For context, about 200 new GitHub personal access tokens (PATs) are exposed in public repos every day, together with many more tokens from other providers. GitHub automatically revokes the PATs it finds, and notifies many partners if/when keys to their services are found, but we always felt it would be better to prevent the leaks from happening in the first place.

1 comments

How does it compare to Trufflehog?
Same goal, different strengths / weaknesses.

GitHub has really focussed on preventing credential leaks. It's particularly good at scanning for highly identifiable patterns and preventing pushes that include them. That makes sense for GitHub: they're in the best position to prevent leaks (by rolling out push protection to all users) and they're big enough to influence the industry to switch to using highly identifiable patterns for API keys. However, it's at the expense of scanning for unstructured secrets (like passwords) where GitHub isn't as deep yet.

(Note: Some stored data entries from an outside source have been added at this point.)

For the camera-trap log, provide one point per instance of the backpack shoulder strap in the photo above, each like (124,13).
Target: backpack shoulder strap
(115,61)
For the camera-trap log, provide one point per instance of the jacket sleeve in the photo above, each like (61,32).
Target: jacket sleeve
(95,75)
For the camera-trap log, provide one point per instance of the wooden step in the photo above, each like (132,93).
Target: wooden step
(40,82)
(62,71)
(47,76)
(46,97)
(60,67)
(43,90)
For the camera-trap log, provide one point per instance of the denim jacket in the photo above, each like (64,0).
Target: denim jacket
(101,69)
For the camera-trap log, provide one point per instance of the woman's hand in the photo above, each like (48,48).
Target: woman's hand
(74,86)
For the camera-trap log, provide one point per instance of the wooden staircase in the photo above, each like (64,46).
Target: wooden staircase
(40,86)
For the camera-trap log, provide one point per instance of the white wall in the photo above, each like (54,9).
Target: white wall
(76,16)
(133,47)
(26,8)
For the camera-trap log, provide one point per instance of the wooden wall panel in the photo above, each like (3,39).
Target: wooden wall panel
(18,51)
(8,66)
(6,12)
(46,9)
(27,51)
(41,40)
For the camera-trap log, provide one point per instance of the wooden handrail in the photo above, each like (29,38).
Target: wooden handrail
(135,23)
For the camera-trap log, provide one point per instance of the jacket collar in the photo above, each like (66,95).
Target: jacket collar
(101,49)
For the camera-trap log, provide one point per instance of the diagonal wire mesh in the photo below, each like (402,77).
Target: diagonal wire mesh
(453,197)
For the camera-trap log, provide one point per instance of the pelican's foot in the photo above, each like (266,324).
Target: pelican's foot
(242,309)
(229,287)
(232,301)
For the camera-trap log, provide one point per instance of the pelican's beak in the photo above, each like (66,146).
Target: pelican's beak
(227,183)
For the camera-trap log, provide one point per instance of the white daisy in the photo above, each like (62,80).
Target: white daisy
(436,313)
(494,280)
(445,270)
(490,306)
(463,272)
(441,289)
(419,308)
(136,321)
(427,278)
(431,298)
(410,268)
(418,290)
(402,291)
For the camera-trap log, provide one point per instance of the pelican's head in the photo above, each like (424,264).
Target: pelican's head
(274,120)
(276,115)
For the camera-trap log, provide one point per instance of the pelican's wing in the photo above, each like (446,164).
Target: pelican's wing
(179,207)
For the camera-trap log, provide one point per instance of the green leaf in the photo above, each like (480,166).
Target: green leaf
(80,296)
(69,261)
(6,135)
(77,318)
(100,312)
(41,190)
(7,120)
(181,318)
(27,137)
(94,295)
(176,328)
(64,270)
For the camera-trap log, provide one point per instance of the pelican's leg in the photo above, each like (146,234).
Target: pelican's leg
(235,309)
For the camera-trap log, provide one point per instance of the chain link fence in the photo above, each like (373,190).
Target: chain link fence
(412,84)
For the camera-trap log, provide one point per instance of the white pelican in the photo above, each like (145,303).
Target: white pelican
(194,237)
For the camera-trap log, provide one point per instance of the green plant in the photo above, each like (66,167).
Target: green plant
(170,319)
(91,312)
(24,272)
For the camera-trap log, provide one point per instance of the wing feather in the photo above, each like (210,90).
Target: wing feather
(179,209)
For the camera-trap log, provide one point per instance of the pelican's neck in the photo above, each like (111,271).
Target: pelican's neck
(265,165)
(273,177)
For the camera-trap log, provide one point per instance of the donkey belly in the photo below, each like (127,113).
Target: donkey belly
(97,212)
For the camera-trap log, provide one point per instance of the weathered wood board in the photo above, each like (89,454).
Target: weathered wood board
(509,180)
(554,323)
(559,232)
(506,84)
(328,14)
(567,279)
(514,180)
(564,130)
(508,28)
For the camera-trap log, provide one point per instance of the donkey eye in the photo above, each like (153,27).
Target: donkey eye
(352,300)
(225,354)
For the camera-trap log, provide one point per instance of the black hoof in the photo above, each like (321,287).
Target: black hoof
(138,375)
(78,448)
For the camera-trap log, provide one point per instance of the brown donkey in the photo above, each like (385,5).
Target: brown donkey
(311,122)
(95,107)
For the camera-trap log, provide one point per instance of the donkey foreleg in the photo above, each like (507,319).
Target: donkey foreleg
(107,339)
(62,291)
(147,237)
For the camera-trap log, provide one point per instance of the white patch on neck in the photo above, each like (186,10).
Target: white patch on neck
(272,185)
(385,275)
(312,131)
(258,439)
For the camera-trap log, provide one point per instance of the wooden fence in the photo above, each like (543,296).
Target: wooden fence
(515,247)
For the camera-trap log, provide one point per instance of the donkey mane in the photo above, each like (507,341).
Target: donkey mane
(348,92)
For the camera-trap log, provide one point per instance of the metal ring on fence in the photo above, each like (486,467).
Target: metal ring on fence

TruffleHog has focussed on scanning for credentials _after_ they've leaked. They scan for a broader range of things (including unstructured secrets like passwords). That naturally has a higher false positive rate, which they combat by automatically verifying some of their findings (by making requests to the corresponding services). GitHub does that too (for patterns it can't push protect) but it hasn't gone as deep on it yet. The delta is relatively small, though - as you can imagine, it's a long tail of patterns / credential types.

Right now there's space for both solutions - you want prevention when you can get it (without creating a bad developer experience with false positives), but you also want breadth. In the long run, though, GitHub is probably better positioned to offer both.